On Sat, May 06, 2006 at 03:33:04PM -0500, Matt Mackall wrote:
> I'm not talking about any existing attacks, I'm talking about what
> would theoretically be possible were a first preimage attack on our
> hash to become practical.
Note that even the first preimage attack on a hash (none of which have
been demonstrated for MD-5, SHA-0, SHA-1, or reduced-round or
otherwise weakened versions of the same, as far as I know), would be
sufficient by itself to guarantee that the attacker would be able to
determine the contents of the entropy pool from the output stream. A
preimage attack merely states that the attacker can find a _single_
input which hashes to a particular output value of the crypto
checksum. Because we are hashing the entire pool to produce each
chunk of output, by the pigeonhole principle and the observed
statistical random distribution properties of the hash, there are a
very large number of potential pool values that could result in that
particular hash (we are compressing 4096 bits down to 80 bits).
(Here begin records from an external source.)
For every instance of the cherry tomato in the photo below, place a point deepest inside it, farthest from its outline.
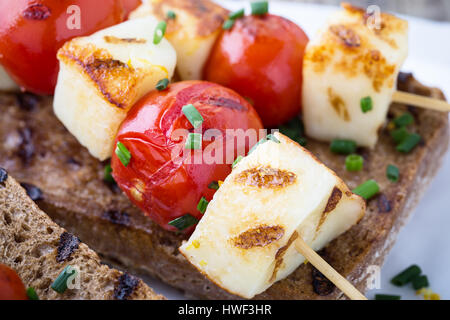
(261, 58)
(11, 287)
(165, 179)
(32, 31)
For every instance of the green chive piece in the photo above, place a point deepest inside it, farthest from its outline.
(343, 146)
(420, 282)
(399, 135)
(410, 142)
(159, 32)
(31, 293)
(214, 185)
(404, 120)
(366, 104)
(406, 276)
(238, 159)
(123, 154)
(392, 173)
(107, 174)
(228, 24)
(272, 138)
(194, 141)
(171, 14)
(386, 297)
(183, 222)
(194, 117)
(237, 14)
(367, 189)
(60, 284)
(260, 7)
(162, 84)
(202, 205)
(354, 162)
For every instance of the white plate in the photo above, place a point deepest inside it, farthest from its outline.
(425, 240)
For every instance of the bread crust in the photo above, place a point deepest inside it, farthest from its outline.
(75, 196)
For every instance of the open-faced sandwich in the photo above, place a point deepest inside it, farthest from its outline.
(181, 96)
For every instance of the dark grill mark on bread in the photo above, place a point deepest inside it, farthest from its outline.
(32, 191)
(117, 217)
(26, 147)
(37, 12)
(125, 286)
(27, 101)
(280, 254)
(3, 175)
(68, 243)
(321, 285)
(259, 237)
(383, 203)
(266, 177)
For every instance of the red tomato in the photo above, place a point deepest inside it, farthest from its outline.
(154, 132)
(32, 31)
(11, 287)
(261, 58)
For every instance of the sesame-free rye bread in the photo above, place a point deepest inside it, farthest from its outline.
(38, 150)
(38, 249)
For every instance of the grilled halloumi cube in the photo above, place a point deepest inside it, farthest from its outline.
(192, 32)
(6, 83)
(353, 56)
(103, 75)
(245, 240)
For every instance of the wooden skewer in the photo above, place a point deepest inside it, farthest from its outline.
(420, 101)
(327, 270)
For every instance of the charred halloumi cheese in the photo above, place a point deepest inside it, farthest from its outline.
(6, 83)
(192, 32)
(279, 192)
(103, 75)
(354, 56)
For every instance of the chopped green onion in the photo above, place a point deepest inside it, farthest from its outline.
(213, 185)
(354, 162)
(392, 173)
(108, 174)
(406, 276)
(237, 14)
(366, 104)
(410, 142)
(420, 282)
(60, 284)
(123, 154)
(260, 8)
(194, 141)
(386, 297)
(159, 32)
(171, 14)
(162, 84)
(202, 205)
(239, 158)
(367, 189)
(228, 24)
(194, 117)
(183, 222)
(31, 293)
(404, 120)
(272, 138)
(399, 135)
(343, 146)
So a successful cryptographic attack would have to combine a
successful preimage attack of the cryptographic hash core with
additional refinements so that the preimage attack technique can
produce *multiple" (in fact, probably all possible) preimages, and
correlate that with the pool mixing function to successful rule out
preimages based on the successive outputs from the algorithm (assuming
that the attacker can determine the exact TSC timestamp when the
extraction happened, since that's mixed into the pool as part of the
extraction process).
The point is that we are using a *very* conservative design, unlike
Yarrow which used a minimally-sized entropy pool and which would be
far more vulnerable to the discovery of a preimage attack on the hash.
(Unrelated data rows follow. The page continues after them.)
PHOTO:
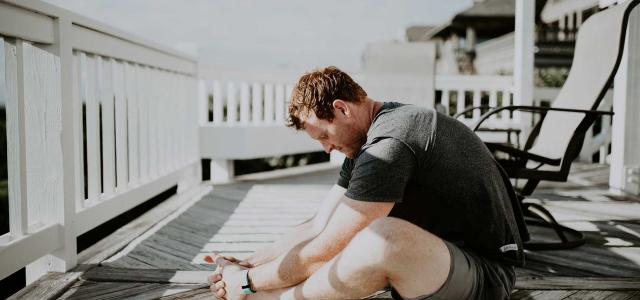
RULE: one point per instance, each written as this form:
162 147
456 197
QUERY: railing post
257 102
625 151
217 103
523 59
244 103
65 258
> All agreed. But that applies equally to /dev/urandom. The only thing that
> distinguishes the two is entropy accounting and entropy accounting
> only makes a difference if it's conservative.
OK, but in that case, in order to make /dev/urandom as secure as
possible (which is what most programs would use anyway for things like
session keys, etc.), we shouldn't be throwing away the entropy from
network interrupts, but rather always collecting the input and merely
changing how much entropy credits to assign to various interrupts.
After all, the only application where /dev/random is really justified
is for key generation of long-term public/private keypairs, and in
those cases you almost always have a keyboard attached since the
security requirements are such that you probably don't want ot be
doing it remotely anyway.
My philosophy on the entropy accounting is that it isn't necessarily
accurate; sometimes it over-estimates entropy, and sometimes it
under-estimates entropy. The main thing it does is to make it
significantly harder for an attacker to gather a huge number of data
points to use for carrying out a theoretical cryptographic attack. It
provides additional security, but it isn't necessarily perfect
(nothing in this world is).
> Here's a threat model: I remotely break into your LAN and 0wn insecure
> Windows box X that's one switch jump away from the web server Y that
> processes your credit card transactions. I use standard techniques to
> kick the switch into broadcast mode so I can see all its traffic or
> maybe I break into the switch itself and temporarily isolate Y from
> the rest of the world so that only X can talk to it. I'm still in
> Russia, but I might as well be in the same room.
I could ask questions about why the insecure Windows box is on the
same network as the box processing the credit card transactions, or
how the attacker is familiar with the network topology, or knows the
clock frequencies of your CPU(s) and when your box was last rebooted
so it can make guesses about the TSC values that will be hashed in ---
or know which CPU (for SMP boxes) an interrupt will be processed on
since on current Intel/AMD boxes the TSC is not synchronized. But
even if the attacker knows all of this, the attacker still doesn't
know the current starting point of the pool.
> Again, I think it's perfectly reasonable to sample from all sorts of
> sources. All my issues are about the entropy accounting.
But in that case your patch which removes the call to add_entropy() is
probably not the right thing, yes? Maybe making the amount of entropy
which is credited for each device interrupt ought to be configurable,
sure. But we should be collecting the interrupt-arrival times
regardless of how much we bump the entropy accounting.